What planes you planing to make....?
I made a 22" Jointer at Roy U.... with Bill Edwards(inst). it was a blast... I'm currently making a 90° bed toothing plane(coffin style).

george wilson
03-16-2011, 3:16 PM
You could leave them soft and re file as needed,if they are 01 or another decent tool steel. If you harden them,they will warp like crazy due to different surface areas on each side. they can be straightened,however. Sand the back sides of the floats clean and bright. Heat to a medium straw(brown) color. WHILE THEY ARE HOT-ONLY,you can bend them like noodles until they are straight. When they cool off,they'll snap like glass,so make sure they are hot. I have made floats before,and straightened them thusly. Make a hardwood fork you can insert them between the tines,and bend them. This won't deface the teeth. Files being made are sometimes straightened the same way. Half round reamers will also warp like crazy. I treat them the same way. Just be sure they are still hot when you bend them. You can sand them clean and re heat if needed.

Leigh Betsch
03-16-2011, 5:00 PM
I'm thinkng that 4140 prehard would be a good steel to make floats out of. About 32Rc and no heat treating needed.

george wilson
03-16-2011, 6:03 PM
4140 prehard is so soft that I haven't been able to tell it's too much different from cold rolled steel. I've machined it several times,using it as part of injection molds. I did have a gunsmith friend who used to make checkering tools out of annealed 01. He filed the teeth on with a checkering file,and just gave them another hit with the checkering file when they got dull. Of course,checkering isn't a lot of punishment for a file.

Leigh Betsch
03-16-2011, 7:47 PM
George what steel did you use when you made your floats? I'm teatering on buying an old metal shaper off the PM forum and figure I could grind up a form cutter and make a couple of fine floats. Anything to justify another machine for my shop!

greg Forster
03-16-2011, 9:03 PM
I didn't take any in-progress pictures, maybe I'll remember next time. The handles are attached with machine screws ( except for 2), so always have the option to heat-treat later. I looked at using other steels, but didn't see any great advantage compared to O-1, which I already had. The "mortise" float is 1/4" x 5/16" hand filed to a taper along top and two sides... next time a belt grinder. The other floats are 1/8" thick O-1 hacksawed from inch wide material.
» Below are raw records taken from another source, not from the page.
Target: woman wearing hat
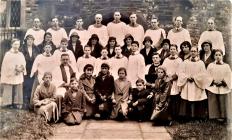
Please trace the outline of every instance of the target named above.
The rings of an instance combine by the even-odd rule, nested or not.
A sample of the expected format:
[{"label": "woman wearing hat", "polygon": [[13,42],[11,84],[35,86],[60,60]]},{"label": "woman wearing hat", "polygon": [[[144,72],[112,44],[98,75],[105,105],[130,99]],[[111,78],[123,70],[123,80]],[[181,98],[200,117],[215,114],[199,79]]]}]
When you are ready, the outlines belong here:
[{"label": "woman wearing hat", "polygon": [[152,48],[153,41],[150,36],[146,36],[143,41],[144,48],[140,51],[145,59],[145,64],[152,64],[152,55],[156,52],[156,48]]},{"label": "woman wearing hat", "polygon": [[23,46],[19,48],[19,51],[23,53],[26,60],[27,74],[24,75],[24,83],[23,83],[23,102],[24,102],[23,104],[25,108],[29,107],[32,85],[34,82],[34,77],[30,78],[32,65],[34,63],[36,56],[40,54],[40,50],[37,46],[35,46],[34,40],[35,38],[32,35],[27,35],[24,40]]},{"label": "woman wearing hat", "polygon": [[99,43],[99,37],[96,34],[92,34],[90,37],[87,45],[91,47],[91,55],[95,58],[98,58],[101,56],[101,50],[103,46]]},{"label": "woman wearing hat", "polygon": [[68,41],[68,49],[71,50],[76,58],[76,61],[79,57],[84,54],[83,46],[81,45],[81,41],[79,40],[79,35],[77,32],[73,32],[70,36],[70,40]]},{"label": "woman wearing hat", "polygon": [[161,64],[163,63],[164,59],[167,58],[170,55],[169,48],[171,46],[169,39],[164,39],[161,43],[161,52],[160,52],[160,58],[161,58]]},{"label": "woman wearing hat", "polygon": [[46,45],[50,45],[52,47],[52,51],[51,54],[54,53],[54,51],[56,50],[56,45],[53,43],[52,41],[52,34],[49,32],[46,32],[44,34],[44,39],[43,41],[38,45],[38,48],[40,50],[40,53],[44,53],[44,47]]},{"label": "woman wearing hat", "polygon": [[126,56],[127,58],[129,58],[129,56],[132,53],[131,44],[133,41],[134,41],[134,37],[131,34],[125,35],[124,45],[122,46],[122,54]]}]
The first 3 floats I filed with a 6" XX Slim tapered sawfile; coated with layout dye, scribed 8TPI and then filed a small starting notch for each tooth, made three passes trom toe to heel to completely cut the teeth... not good; it brings new meaning to the word "random", the floats work , but not that well; I need to reshape/sharpen some more, and the amount of time it took is too crazy to think about.

I changed my methods on the other three. Went to a 6" 3-square bastard file, set up a saw sharpening jig, applied layout dye, then filed the tooth until only a sliver of marking dye remained, relocated, referencing off the just filed tooth and so on down the length of the float,( it's all about the JOURNEY) then I came back lightly jointed the teeth, reapplied layout fluid and free hand filed the final sharpening, and these cut like little smoothing planes... work great. It took 2-3 minutes/tooth on edge float and 5-8 minutes/tooth on side float and then about 5 minutes/ float for final sharpening.
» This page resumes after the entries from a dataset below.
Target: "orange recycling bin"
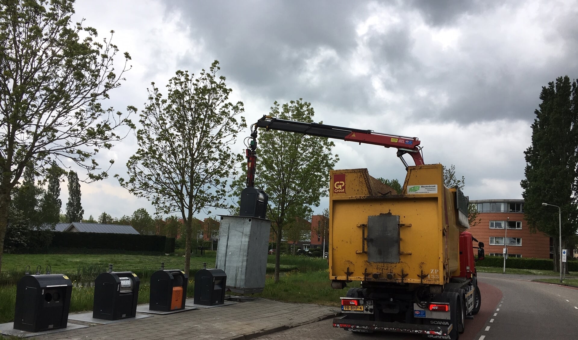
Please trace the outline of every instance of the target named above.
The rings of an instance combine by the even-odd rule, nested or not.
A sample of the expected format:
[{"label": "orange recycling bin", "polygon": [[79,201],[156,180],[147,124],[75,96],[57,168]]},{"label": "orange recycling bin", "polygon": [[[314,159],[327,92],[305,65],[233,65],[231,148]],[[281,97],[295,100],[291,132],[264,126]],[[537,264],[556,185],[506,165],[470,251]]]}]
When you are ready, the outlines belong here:
[{"label": "orange recycling bin", "polygon": [[151,311],[171,312],[184,309],[188,275],[180,269],[160,270],[150,277]]},{"label": "orange recycling bin", "polygon": [[183,287],[173,287],[172,300],[171,300],[171,310],[180,309],[183,302]]}]

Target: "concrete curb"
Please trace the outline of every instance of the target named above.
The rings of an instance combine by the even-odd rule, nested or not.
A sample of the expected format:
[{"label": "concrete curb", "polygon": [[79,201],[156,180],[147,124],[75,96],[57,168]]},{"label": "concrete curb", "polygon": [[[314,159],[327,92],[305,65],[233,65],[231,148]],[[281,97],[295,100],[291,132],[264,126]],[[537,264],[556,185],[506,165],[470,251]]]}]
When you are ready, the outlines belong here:
[{"label": "concrete curb", "polygon": [[324,320],[327,320],[328,319],[336,317],[337,316],[339,316],[340,315],[341,315],[341,312],[336,311],[335,312],[331,313],[329,314],[325,314],[322,316],[316,317],[315,319],[310,320],[309,321],[306,321],[305,322],[301,322],[298,324],[295,324],[292,325],[284,325],[276,327],[263,328],[262,330],[260,330],[255,332],[253,332],[251,333],[249,333],[247,334],[242,334],[239,335],[236,335],[235,337],[228,338],[225,340],[237,340],[237,339],[249,340],[249,339],[254,339],[255,338],[258,338],[259,337],[262,337],[263,335],[272,334],[273,333],[281,332],[283,331],[285,331],[290,328],[298,327],[299,326],[304,326],[306,324],[309,324],[311,323],[318,322],[320,321],[323,321]]}]

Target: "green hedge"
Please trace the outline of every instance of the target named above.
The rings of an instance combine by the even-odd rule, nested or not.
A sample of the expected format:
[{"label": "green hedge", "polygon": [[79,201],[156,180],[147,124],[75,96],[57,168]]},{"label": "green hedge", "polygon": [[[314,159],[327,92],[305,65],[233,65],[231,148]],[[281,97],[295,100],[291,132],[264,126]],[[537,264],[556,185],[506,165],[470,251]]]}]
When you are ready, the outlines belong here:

I'm planning on refining my techniques, using some electrons and making some more; I hate to re-invent the wheel, but there isn't alot of info out there. If it wasn't for Larry Williams and some of ya'll, I never would have got to this point.... I tried almost 20 years ago to make a float from an annealed file using a photo in a book, that didn't get to far.

So any and all thoughts are appreciated. Anyone tried floats for shaping cabriole legs?
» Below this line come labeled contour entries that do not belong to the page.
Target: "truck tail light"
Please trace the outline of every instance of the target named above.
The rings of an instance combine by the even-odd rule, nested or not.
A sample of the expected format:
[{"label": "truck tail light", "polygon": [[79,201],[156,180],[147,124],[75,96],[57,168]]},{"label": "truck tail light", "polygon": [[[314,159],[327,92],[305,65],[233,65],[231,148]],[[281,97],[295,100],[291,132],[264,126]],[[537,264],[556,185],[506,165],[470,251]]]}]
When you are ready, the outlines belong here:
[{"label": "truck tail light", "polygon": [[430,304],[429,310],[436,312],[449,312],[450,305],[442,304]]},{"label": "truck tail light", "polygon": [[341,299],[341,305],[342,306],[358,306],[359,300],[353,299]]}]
I think I can give LN some competition, just waiting for them to raise their price point to $250 per float

This photo isn't great but... the top pull side float is from the better 2nd group and the bottom push side float is from the first not so great group.
187034

Charles McKinley
03-17-2011, 12:40 AM
Just a thought:

Could you take a big horse shoeing file and have it cut on a water jet? It seems to have about the right TPI. If you think this may work I will ask around about a water jet. There has to be one not to far from me that I can get some time on for a reasonable exchange.

george wilson
03-17-2011, 11:32 AM
I just made mine out of 01. I cut the teeth with a horizontal milling machine,using an angular cutter,which had 45º teeth on 1 side and 90º teeth on the other.

Horse shoeing files do have very coarse file type teeth on 1 side,about 1/16" apart. Water jet would be a good way to cut floats out of them,I suppose. Never have had experience with them,or with what they would charge to do such a job. The machine shops around here aren't very cooperative with the small customer.

I have thought about opening a "Poor Man's Machine Shop" myself. But,I don't want to get stuck with repairing rusted out farm equipment.

David Weaver
03-17-2011, 12:14 PM
That and the "poor man" likely wouldn't want to pay you enough to cover the tooling and taxes on the building, let alone enough for you to pay yourself anything.

I think Larry mentioned at one time that LN cuts them on a mill, and in relative terms, they take a while because you can't just wham them through.

Filing them by hand is mind-numbing and creates sore hands and tired eyes, at least for the wide flat and long floats.

I think if anyone wants to be frugal, getting some 1/8th 01 steel and mabye one piece of 1" 3/16th to make a wide edge float and making the edge and cheek floats is not unreasonable. Making the bed floats and the side floats is something to do only if you want to do it, it takes so long to file or jig something up to hold a coarse file.

Ray Gardiner
03-17-2011, 12:50 PM
Hi Greg,

Nice work, the reward for all those hours of filing... Well done.

What is the rake angle of the teeth on your floats?, the ones I made I did a 5 degree positive rake, but that was just a wild guess after seeing a LN float at a wood show.

Anyone ever seen an "real" antique float to check the tpi and rake angles?

Regards
Ray

David Weaver
03-17-2011, 12:53 PM
Haven't seen any of the old ones, but I think Larry mentioned to me before that the LN floats have no rake (maybe it was even positive?). I could confirm that later, but so could anyone who has one.

I think you want them (especially the bigger ones where more cutting area will be in use) to be as aggressive as possible. IIRC sharpening the front tooth, it has postive (as in more aggressive) rake.

Jim Paulson
03-17-2011, 1:50 PM
I'm impressed and encouraged to try this myself. Clearly you can't be in a hurry and probably take plenty of breaks to keep things even on the angles and to stay square to the sides or consistent in orientation.

Like David said, I'll probably make a couple of the less time consuming ones. That way I can see how much it takes out of me.

Best wishes and now you get to make a few planes, right?
Jim

Trevor Walsh
03-24-2011, 8:01 PM
Really nice work, I like the clean lines and soft bevels in the handles.

Mark Baldwin III
03-24-2011, 11:35 PM
Haven't seen any of the old ones, but I think Larry mentioned to me before that the LN floats have no rake (maybe it was even positive?). I could confirm that later, but so could anyone who has one.

I think you want them (especially the bigger ones where more cutting area will be in use) to be as aggressive as possible. IIRC sharpening the front tooth, it has postive (as in more aggressive) rake.

I just had a look at one of my LN floats. From the leading edge of the cutting surface, the teeth slope back slightly towards the handle. Is that what you mean by positive?